Read Webpage
Controlled node
Overview
The Read Webpage node fetches and extracts text content from a specified URL. It supports two extraction modes—quick mode for fast retrieval and standard mode for full page rendering—and includes built-in caching to avoid redundant fetches. The node can optionally chunk the extracted text into smaller pieces for downstream processing.
By default, the node returns markdown-formatted text. Enable Raw Output to receive the raw HTML instead. Results are cached based on the URL and input parameters for the current day.
Extraction Modes
| Mode | Description | Use Case |
|---|---|---|
| Standard (default) | Uses full browser rendering to extract text | JavaScript-heavy sites, SPAs, or when accurate text extraction is critical |
| Quick Mode | Uses fast HTTP retrieval with markdown conversion | Static sites, blogs, or when speed is prioritized over rendering accuracy |
The node automatically caches successful extractions for the current day (based on UTC timestamp). If the same URL and parameters are requested again, the cached result is returned immediately without re-fetching the webpage.
Inputs
| Input | Type | Description | Default |
|---|---|---|---|
| Run | Event | Triggers the webpage fetch operation | - |
| URL | Text | The webpage URL to fetch and extract text from | - |
| Quick Mode | Boolean | When enabled, uses fast HTTP extraction instead of full browser rendering | false |
| Raw Output | Boolean | When enabled, returns raw HTML instead of markdown text | false |
| Chunk | Options | Configuration for splitting the extracted text into chunks (see Chunk Options below) | - |
Chunk Options
When the Chunk input is configured, the node splits the extracted text according to the specified strategy:
| Strategy | Description |
|---|---|
| Structure | Returns an array of elements (sentences, paragraphs, or words) |
| Count | Groups elements into chunks of a specified count |
| Divide | Divides the text into a specified number of equal parts |
| Separator | Splits text by a custom separator string |
Outputs
| Output | Type | Description |
|---|---|---|
| Done | Event | Fires when the webpage extraction is complete |
| Text | Data | The extracted text content (string or array of strings if chunked). Returns 'undefined' on failure |
| Success | Data | Boolean indicating whether the extraction succeeded (true) or failed (false) |
Runtime Behavior and Defaults
- Controlled Execution: This node requires a
Runevent to execute. It will not run automatically when inputs change. - Daily Caching: Successful extractions are cached using a hash of the inputs and current day timestamp. Cache is checked before making any external requests.
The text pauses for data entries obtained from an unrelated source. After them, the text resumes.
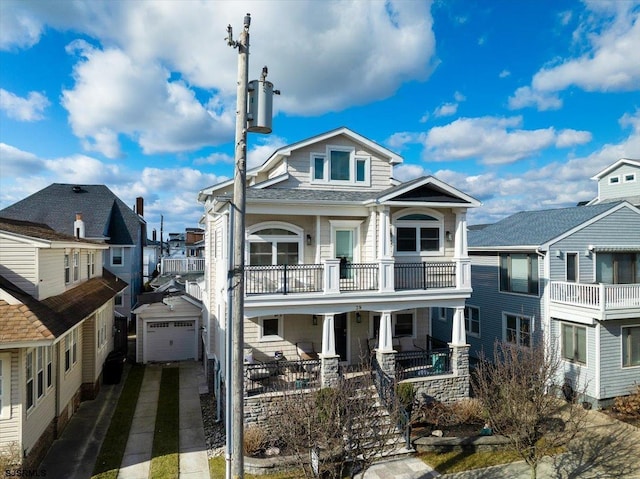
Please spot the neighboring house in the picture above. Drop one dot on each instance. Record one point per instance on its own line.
(168, 327)
(56, 330)
(106, 219)
(341, 260)
(194, 242)
(569, 275)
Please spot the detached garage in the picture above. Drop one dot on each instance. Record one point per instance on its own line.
(168, 330)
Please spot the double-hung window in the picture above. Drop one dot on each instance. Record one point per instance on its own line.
(630, 346)
(30, 396)
(67, 269)
(519, 273)
(574, 343)
(419, 233)
(340, 165)
(517, 329)
(472, 320)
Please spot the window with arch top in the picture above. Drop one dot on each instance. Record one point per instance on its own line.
(419, 233)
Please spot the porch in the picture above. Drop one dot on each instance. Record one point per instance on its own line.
(334, 276)
(605, 301)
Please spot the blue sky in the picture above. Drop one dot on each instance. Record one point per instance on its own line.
(517, 103)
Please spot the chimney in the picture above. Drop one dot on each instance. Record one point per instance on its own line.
(78, 226)
(140, 205)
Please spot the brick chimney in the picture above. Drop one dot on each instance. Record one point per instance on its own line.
(78, 226)
(140, 205)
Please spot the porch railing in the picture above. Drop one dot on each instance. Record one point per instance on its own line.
(597, 296)
(415, 364)
(310, 278)
(284, 279)
(386, 387)
(425, 275)
(182, 265)
(277, 376)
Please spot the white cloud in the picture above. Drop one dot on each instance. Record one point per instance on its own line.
(611, 61)
(446, 109)
(114, 95)
(525, 96)
(493, 140)
(30, 108)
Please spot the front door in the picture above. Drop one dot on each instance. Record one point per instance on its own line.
(340, 333)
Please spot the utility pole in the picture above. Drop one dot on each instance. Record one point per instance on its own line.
(253, 115)
(239, 200)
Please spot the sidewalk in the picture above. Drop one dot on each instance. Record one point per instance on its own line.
(73, 455)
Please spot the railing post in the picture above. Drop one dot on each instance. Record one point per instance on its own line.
(331, 276)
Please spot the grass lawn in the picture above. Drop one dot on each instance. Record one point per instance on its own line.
(165, 456)
(112, 450)
(449, 462)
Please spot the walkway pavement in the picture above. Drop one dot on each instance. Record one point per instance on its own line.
(606, 448)
(73, 455)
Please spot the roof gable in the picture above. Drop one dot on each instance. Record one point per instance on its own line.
(536, 228)
(57, 204)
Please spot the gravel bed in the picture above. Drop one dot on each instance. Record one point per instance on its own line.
(214, 432)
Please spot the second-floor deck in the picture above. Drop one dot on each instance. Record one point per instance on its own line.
(335, 277)
(605, 301)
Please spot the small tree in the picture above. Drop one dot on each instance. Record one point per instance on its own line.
(342, 430)
(518, 391)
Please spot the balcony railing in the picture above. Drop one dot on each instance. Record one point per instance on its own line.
(349, 277)
(599, 296)
(182, 265)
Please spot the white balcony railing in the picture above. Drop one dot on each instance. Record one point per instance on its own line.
(182, 265)
(603, 297)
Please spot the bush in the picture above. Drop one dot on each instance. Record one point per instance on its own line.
(628, 405)
(255, 440)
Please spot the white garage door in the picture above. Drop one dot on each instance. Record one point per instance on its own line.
(170, 341)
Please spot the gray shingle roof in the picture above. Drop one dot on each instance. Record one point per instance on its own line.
(533, 228)
(104, 214)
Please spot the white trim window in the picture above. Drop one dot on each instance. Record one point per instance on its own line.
(517, 329)
(519, 273)
(117, 256)
(419, 233)
(91, 264)
(30, 397)
(472, 320)
(76, 266)
(270, 328)
(67, 268)
(572, 267)
(340, 165)
(5, 385)
(274, 244)
(630, 346)
(574, 343)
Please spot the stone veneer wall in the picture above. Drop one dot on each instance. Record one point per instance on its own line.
(447, 388)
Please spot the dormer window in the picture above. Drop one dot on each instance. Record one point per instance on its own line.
(341, 166)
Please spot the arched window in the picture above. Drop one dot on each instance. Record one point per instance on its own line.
(419, 233)
(275, 243)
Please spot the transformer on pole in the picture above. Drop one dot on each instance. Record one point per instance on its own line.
(256, 118)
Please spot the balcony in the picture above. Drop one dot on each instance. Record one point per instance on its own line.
(603, 301)
(336, 277)
(182, 265)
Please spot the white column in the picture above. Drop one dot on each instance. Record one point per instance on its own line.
(461, 235)
(384, 232)
(458, 334)
(385, 339)
(328, 336)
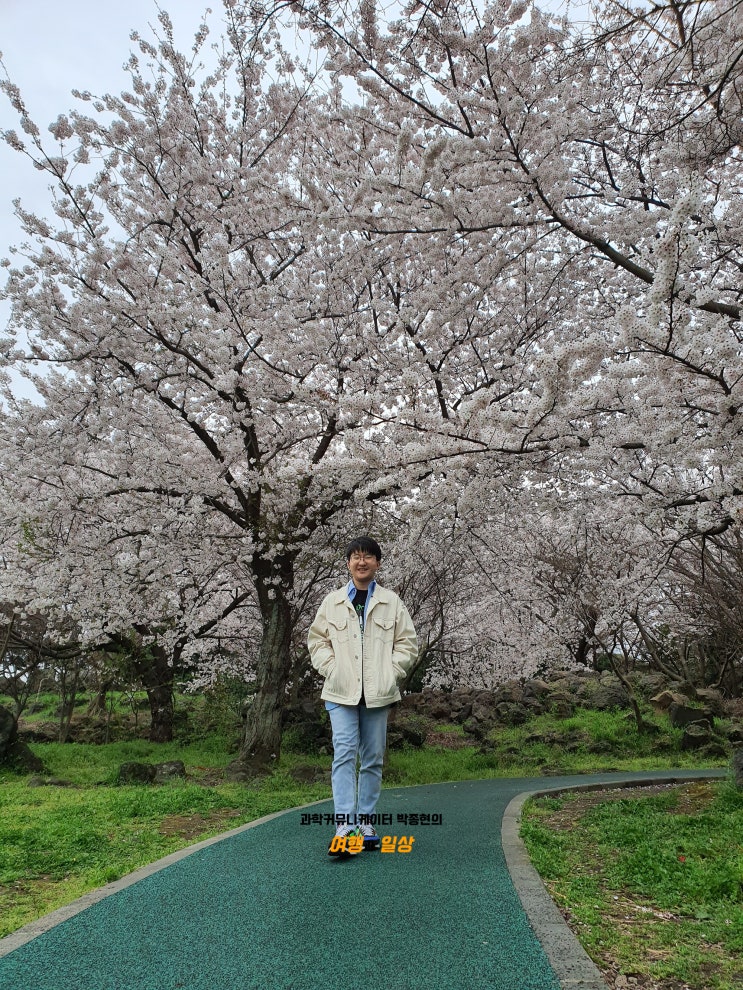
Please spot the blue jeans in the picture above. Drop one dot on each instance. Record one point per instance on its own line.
(358, 732)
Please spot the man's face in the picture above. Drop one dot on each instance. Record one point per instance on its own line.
(362, 568)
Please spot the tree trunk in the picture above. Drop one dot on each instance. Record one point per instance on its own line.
(157, 677)
(261, 746)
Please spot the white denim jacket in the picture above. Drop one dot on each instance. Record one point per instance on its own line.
(389, 646)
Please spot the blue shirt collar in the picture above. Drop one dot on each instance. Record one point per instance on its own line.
(351, 590)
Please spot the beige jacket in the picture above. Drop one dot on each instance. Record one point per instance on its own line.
(389, 647)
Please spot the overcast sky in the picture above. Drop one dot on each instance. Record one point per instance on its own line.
(50, 48)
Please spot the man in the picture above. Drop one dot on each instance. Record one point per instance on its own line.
(363, 643)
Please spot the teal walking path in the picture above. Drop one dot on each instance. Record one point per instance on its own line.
(266, 908)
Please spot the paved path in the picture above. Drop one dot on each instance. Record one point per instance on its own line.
(265, 908)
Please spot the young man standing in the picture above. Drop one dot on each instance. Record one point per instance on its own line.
(363, 643)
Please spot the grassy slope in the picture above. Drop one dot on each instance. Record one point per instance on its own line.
(652, 885)
(57, 843)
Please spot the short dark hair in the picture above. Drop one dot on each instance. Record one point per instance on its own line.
(364, 544)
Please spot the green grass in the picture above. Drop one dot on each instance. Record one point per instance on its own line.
(651, 889)
(59, 842)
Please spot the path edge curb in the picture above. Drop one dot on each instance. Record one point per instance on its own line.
(573, 967)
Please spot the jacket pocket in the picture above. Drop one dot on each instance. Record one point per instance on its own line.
(338, 632)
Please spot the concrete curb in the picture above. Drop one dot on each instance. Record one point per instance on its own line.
(572, 965)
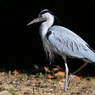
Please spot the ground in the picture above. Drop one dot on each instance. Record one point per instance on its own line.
(16, 83)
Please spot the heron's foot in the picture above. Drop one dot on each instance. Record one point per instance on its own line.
(69, 80)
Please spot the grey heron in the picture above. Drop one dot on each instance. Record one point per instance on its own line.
(62, 41)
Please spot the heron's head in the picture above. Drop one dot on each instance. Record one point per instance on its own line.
(43, 16)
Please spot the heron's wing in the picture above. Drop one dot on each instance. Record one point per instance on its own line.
(65, 42)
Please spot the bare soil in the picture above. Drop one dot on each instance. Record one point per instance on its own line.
(23, 84)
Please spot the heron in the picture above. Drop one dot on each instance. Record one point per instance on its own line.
(59, 40)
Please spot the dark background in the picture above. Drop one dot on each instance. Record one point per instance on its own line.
(21, 46)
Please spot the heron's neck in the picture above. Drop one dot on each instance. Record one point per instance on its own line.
(45, 26)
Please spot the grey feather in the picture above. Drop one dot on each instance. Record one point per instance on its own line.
(65, 42)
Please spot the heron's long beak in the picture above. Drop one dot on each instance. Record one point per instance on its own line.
(36, 20)
(33, 21)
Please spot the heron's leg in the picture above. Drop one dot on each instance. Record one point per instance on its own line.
(85, 63)
(66, 72)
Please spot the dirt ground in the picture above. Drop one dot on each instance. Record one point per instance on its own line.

- Error Handling: If the URL is invalid, the request fails, or the page cannot be parsed, the node sets
Successtofalseand outputs'undefined'as the text. - Chunking: When chunking is enabled, the output is an array of text chunks rather than a single string. If chunking fails or options are invalid, the raw text is returned instead.
Example
Basic Webpage Extraction
Connect a Start node to Read Webpage, then to a Show node to display the extracted text:
- Start node fires the
runevent - Read Webpage receives the event and fetches the URL (e.g.,
https://example.com) - Show displays the extracted markdown text when
donefires
Chunked Processing for Large Pages
To process a large webpage in manageable pieces:
- Set the Chunk option to Count with a value of
10(groups of 10 sentences/paragraphs) - Connect the Text output to a For Each node to iterate through chunks
- Process each chunk individually (e.g., send to AI Write for analysis)
Quick mode may not execute JavaScript or render dynamic content. For modern web applications or pages requiring login, use standard mode (Quick Mode unchecked).